Dubai: The UAE hospital operator Burjeel Holdings saw its Q1-23 net profit carve out a 43.4 per cent growth to Dh121.3 million, helped by ‘improved’ operational efficiency and a ‘shift to specialized services’. Burjeel, which is lining up a major investment spree in Saudi Arabia, generated revenues of Dh1.1 billion, which is 11.6 per cent higher from a year ago.
The gains were also brought on by higher revenues – by 32.6 per cent - from the flagship Burjeel Medical City hospital, where there were increases on both inpatient and outpatient footfall.
"We remain focused on expanding our super-specialty and yield-enhancing complex care offering - and adding significant capabilities to our team - to further cement our position as a key referral hub in the region and beyond," said John Sunil, CEO. "We are confident our latest initiatives will enable us to continue to serve our patients better and bring the latest medical treatments and technologies to the region.
"We continue to review partnership opportunities in the Middle East and Africa, and actively evaluating various C-lite opportunities for geographic expansion, further enhancing our growth prospects."
Managing the debt
Another factor that pulled net profit higher was the lower finance costs from ongoing debt reduction measures.

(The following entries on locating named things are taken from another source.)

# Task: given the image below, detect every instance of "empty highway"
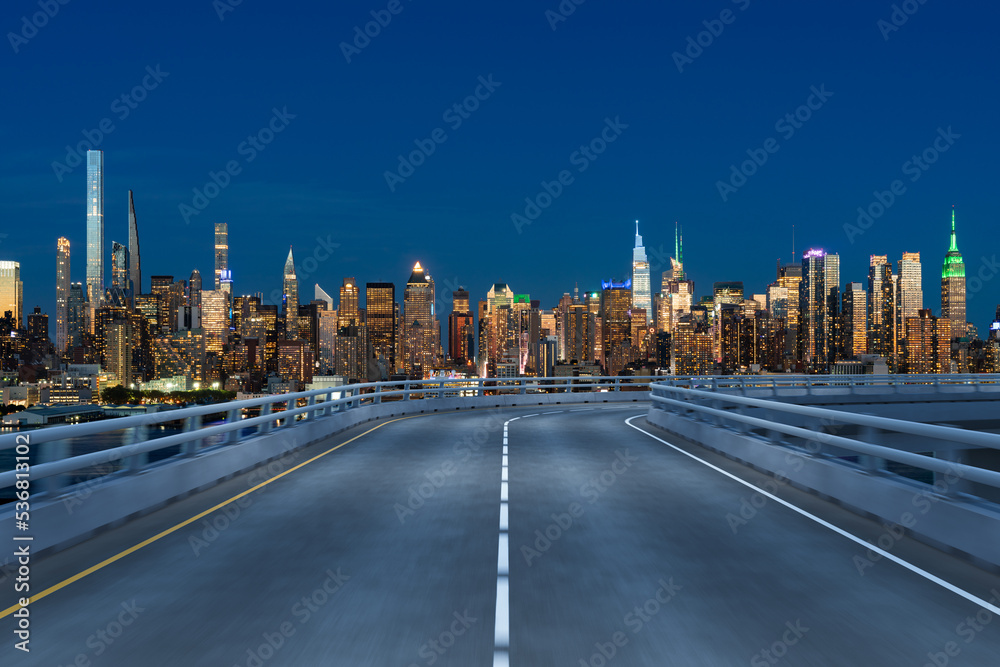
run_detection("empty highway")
[0,403,1000,667]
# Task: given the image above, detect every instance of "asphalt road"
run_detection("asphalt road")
[0,405,1000,667]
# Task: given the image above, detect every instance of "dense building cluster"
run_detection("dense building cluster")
[0,151,1000,404]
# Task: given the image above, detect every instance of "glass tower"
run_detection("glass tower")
[87,151,104,309]
[632,220,653,320]
[941,208,966,338]
[56,237,70,354]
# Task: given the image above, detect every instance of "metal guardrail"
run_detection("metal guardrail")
[0,376,655,492]
[650,376,1000,496]
[664,373,1000,392]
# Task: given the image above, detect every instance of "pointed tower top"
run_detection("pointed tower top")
[948,204,958,252]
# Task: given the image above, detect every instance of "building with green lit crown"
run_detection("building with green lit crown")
[941,208,966,338]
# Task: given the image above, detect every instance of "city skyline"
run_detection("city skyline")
[0,0,1000,344]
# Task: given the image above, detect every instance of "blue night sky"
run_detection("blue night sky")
[0,0,1000,335]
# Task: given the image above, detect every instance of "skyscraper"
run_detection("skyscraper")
[941,207,966,338]
[215,222,229,290]
[56,237,70,354]
[108,241,132,309]
[632,220,653,320]
[799,250,840,369]
[87,151,104,312]
[400,262,441,377]
[284,246,299,340]
[896,252,924,339]
[188,269,202,310]
[601,280,635,375]
[448,288,475,363]
[841,283,868,359]
[0,261,24,327]
[128,190,143,307]
[368,282,398,374]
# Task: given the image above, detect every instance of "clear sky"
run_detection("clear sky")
[0,0,1000,335]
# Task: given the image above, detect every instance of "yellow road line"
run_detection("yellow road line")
[0,415,429,618]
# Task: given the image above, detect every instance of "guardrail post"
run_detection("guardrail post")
[38,440,70,496]
[182,415,201,456]
[226,410,243,445]
[257,401,274,434]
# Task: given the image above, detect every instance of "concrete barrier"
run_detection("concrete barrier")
[647,408,1000,570]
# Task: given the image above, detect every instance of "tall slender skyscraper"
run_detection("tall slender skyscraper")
[282,246,299,340]
[56,237,70,354]
[188,269,202,310]
[841,283,868,359]
[400,262,441,378]
[368,283,398,374]
[108,241,132,309]
[941,207,966,338]
[87,151,104,311]
[0,261,24,327]
[799,250,840,369]
[128,190,143,308]
[632,220,653,321]
[215,222,229,290]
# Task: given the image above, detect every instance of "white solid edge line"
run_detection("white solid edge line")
[497,533,510,577]
[493,576,510,651]
[625,414,1000,614]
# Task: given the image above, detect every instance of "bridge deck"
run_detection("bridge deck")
[0,405,1000,667]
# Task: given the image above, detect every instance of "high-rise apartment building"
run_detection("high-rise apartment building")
[400,262,441,377]
[841,283,868,359]
[87,151,104,311]
[281,247,299,340]
[941,208,966,338]
[632,220,653,319]
[56,237,70,354]
[0,260,24,328]
[215,222,229,290]
[128,190,142,307]
[368,282,399,375]
[448,288,476,363]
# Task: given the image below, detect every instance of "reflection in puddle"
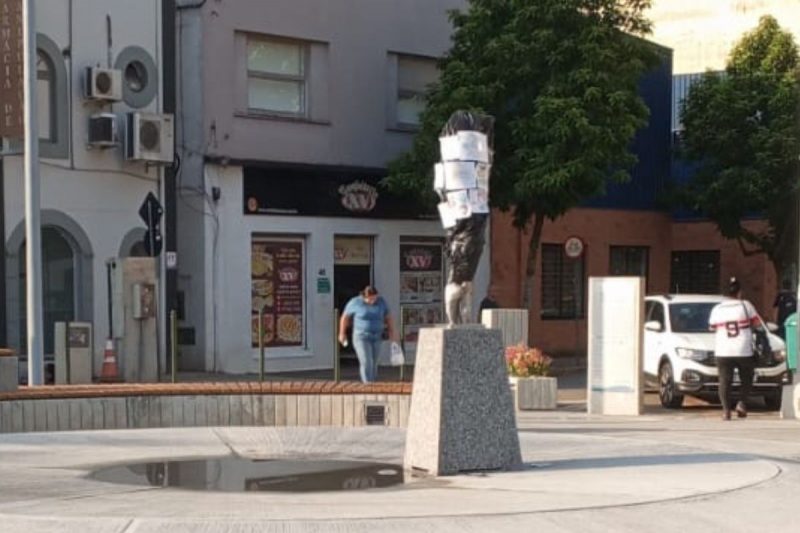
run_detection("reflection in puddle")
[90,456,403,492]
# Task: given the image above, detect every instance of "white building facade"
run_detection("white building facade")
[0,0,171,380]
[176,0,489,373]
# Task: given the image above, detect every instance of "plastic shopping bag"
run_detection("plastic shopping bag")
[389,342,406,366]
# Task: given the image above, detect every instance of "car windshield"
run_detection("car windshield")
[669,302,717,333]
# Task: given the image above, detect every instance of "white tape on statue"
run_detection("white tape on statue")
[447,191,472,220]
[433,163,445,191]
[438,198,458,225]
[469,189,489,213]
[443,161,478,191]
[439,131,489,163]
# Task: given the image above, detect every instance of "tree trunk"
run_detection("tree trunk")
[522,213,544,312]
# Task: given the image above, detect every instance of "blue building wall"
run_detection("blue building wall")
[583,48,673,210]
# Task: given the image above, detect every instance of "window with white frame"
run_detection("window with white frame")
[395,55,439,127]
[247,35,308,116]
[36,51,55,142]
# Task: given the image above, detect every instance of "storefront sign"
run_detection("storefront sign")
[333,237,372,265]
[242,166,438,220]
[317,277,331,294]
[251,238,305,347]
[0,0,24,138]
[400,242,444,354]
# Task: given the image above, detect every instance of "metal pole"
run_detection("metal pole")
[22,0,44,385]
[64,320,72,385]
[399,305,407,382]
[169,309,178,383]
[333,309,342,383]
[258,309,264,383]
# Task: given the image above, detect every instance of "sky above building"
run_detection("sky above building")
[648,0,800,74]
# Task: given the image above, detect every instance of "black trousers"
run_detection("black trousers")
[717,356,755,409]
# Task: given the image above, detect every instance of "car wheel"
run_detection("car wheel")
[764,392,783,411]
[658,363,683,409]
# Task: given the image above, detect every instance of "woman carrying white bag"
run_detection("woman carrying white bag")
[339,286,403,383]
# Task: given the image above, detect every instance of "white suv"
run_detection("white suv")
[644,294,790,409]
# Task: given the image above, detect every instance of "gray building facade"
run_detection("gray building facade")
[176,0,489,373]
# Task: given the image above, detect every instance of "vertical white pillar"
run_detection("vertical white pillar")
[22,0,44,385]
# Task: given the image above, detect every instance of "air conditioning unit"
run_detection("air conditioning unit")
[125,113,175,163]
[88,113,119,148]
[85,67,122,102]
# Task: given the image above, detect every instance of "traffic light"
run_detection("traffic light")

During the quarter, Burjeel further reduced its debt by Dh29.1 million and with the net debt at Dh1.06 billion as at end March. "The net debt/Pre-IFRS 16 EBITDA reduced to 1.4x compared to 2.5x as at 30 September 2022, prior to the completion of its IPO," said a statement. "The strength of the group’s balance-sheet provides adequate financial flexibility to pursue CAPEX-lite growth opportunities."
Revenue from hospitals contributed 88.3 per cent of total revenues and in line with the returns from the past year. Higher patient footfall led to gains on the EBITDA, which was higher by 21.7 per cent to Dh215.7 million. There was also lower provision for expected credit losses.